Some people may see supporting LGBT Pride as an act of Christian love. Tim Barnett, of the apologetics ministry Stand to Reason, has explained the fallacy in this argument:

They conflate acceptance and affirmation with love. Therefore, the people who do not affirm LGBT values are, by definition, unloving. But this is clearly mistaken.

It is possible to truly love someone, but not accept and affirm their ideas or behavior. We do this all the time. We all have friends and family members that we love dearly even though we disagree with—and even oppose—their behavior or ideas.

Barnett cites Romans 12:9-10:

Let love be genuine. Abhor what is evil; hold fast to what is good. Love one another with brotherly affection. Outdo one another in showing honor.”

In the middle of commending “love” and “honor” to the Romans, the apostle Paul says that we must “abhor” evil—the two are not contradictory. Likewise, in the famous love chapter, 1 Corinthians 13, Paul says, “Love … does not rejoice at wrongdoing, but rejoices with the truth” (1 Cor. 13:4-6, ESV).
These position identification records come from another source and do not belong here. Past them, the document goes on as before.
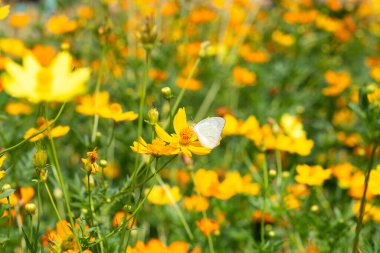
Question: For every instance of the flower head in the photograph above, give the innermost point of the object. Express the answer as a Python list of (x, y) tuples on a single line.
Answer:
[(53, 83)]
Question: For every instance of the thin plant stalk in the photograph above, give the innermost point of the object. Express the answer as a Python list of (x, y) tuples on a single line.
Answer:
[(62, 183), (359, 222), (35, 134), (176, 208), (52, 201), (97, 89), (39, 206), (180, 96), (9, 217), (265, 195), (204, 214)]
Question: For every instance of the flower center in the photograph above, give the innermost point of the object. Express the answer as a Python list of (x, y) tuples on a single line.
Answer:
[(185, 136), (44, 78)]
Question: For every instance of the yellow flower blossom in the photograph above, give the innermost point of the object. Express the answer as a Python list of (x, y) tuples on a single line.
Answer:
[(282, 38), (4, 11), (158, 195), (207, 226), (60, 24), (312, 175), (37, 83), (19, 20), (157, 148), (184, 140), (55, 132), (18, 108), (156, 246), (115, 112), (13, 47), (196, 203)]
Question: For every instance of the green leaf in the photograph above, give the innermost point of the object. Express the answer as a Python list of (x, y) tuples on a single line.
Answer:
[(6, 193)]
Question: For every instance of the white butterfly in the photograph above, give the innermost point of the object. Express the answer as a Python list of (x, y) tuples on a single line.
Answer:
[(209, 131)]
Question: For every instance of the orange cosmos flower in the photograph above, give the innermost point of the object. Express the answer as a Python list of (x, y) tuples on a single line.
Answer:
[(243, 76), (61, 24), (196, 203), (184, 140), (208, 226), (115, 112), (312, 175), (19, 20), (191, 84)]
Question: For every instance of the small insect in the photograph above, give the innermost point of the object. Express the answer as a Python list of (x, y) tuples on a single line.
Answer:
[(209, 131)]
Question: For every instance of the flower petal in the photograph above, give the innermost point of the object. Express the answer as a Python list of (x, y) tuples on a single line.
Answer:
[(179, 121), (162, 134)]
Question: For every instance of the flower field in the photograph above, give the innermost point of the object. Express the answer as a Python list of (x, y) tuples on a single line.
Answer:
[(173, 126)]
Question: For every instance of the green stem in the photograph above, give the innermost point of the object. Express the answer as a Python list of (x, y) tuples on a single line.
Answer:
[(97, 89), (39, 208), (176, 207), (9, 217), (180, 96), (204, 214), (279, 168), (52, 201), (35, 134), (265, 195), (61, 181), (207, 101), (359, 223)]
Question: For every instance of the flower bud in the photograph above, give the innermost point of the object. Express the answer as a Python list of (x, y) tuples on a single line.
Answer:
[(31, 208), (204, 47), (153, 116), (6, 187), (272, 173), (314, 208), (148, 33), (167, 93), (103, 163), (39, 159)]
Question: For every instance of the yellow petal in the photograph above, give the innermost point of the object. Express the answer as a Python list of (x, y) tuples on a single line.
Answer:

While LGBT conduct is one problem with “LGBT Pride,” the concept of “pride” itself is another. Writer Avery Foley has pointed out how Scripture often describes pride as a sin, declaring that “God opposes the proud” (James 4:6, ESV). And Christian Concern, a British organization, cites 1 John 2:16, which juxtaposes “the desires of the flesh” with “pride”:

For all that is in the world—the desires of the flesh and the desires of the eyes and pride of life—is not from the Father but is from the world.” (ESV)

Insidious”

The most interesting piece I came across in researching this piece online was an interview that a British podcaster had with Craig Schoonmaker, who claims that he coined the term “gay pride” in New York in 1970, during planning for an event to mark the first anniversary of the Stonewall riots. Schoonmaker said that someone else had proposed the term “gay power,” but he proposed “gay pride” instead:

I proposed “gay pride,” because there’s very little chance in most of the world for people to have power. Gay people did not have power then; and we only now have some. But anybody can have pride in themselves . . .
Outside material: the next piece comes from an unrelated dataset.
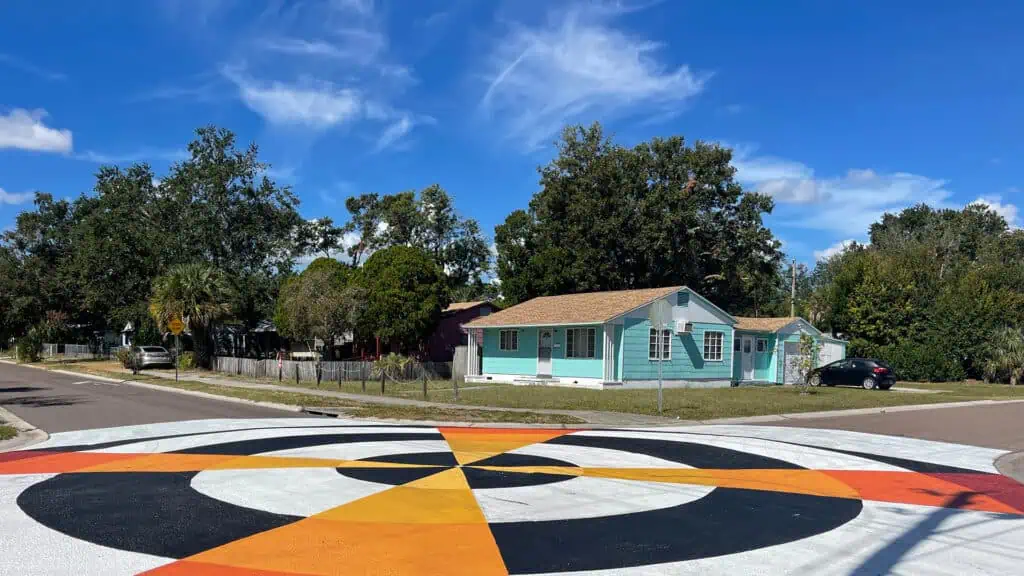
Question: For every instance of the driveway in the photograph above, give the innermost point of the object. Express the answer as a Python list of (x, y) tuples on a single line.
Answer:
[(59, 403), (318, 496)]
Interviewer Helen Zaltzman actually asked about the moral implications of promoting “pride”:

HZ: But the word pride carries negative connotations too, of conceit or vanity - pride is one of the seven deadly sins.

CS: Oh, no, this is not that kind of pridefulness; it’s more like self-esteem. That was sort of hackneyed even then. The poison was shame, and the antidote to that is pride.

Later, Schoonmaker made what I consider a Freudian slip:

HZ: Do you still think the word ‘pride’ is necessary?

CS: Oh, definitely. Absolutely. See, because it works—I don’t want to say insidiously—it works internally, and it makes people more self-assertive.

The word “insidiously” was absent from the transcript of the interview provided online; I transcribed it myself from the original recording. According to the dictionary, “insidious” means “awaiting a chance to entrap; treacherous,” or “harmful but enticing; seductive.”

Given the radical agenda that is attached to such a positive-sounding word, “insidiously” may be the best word for how “LGBT Pride” affects the values of American society.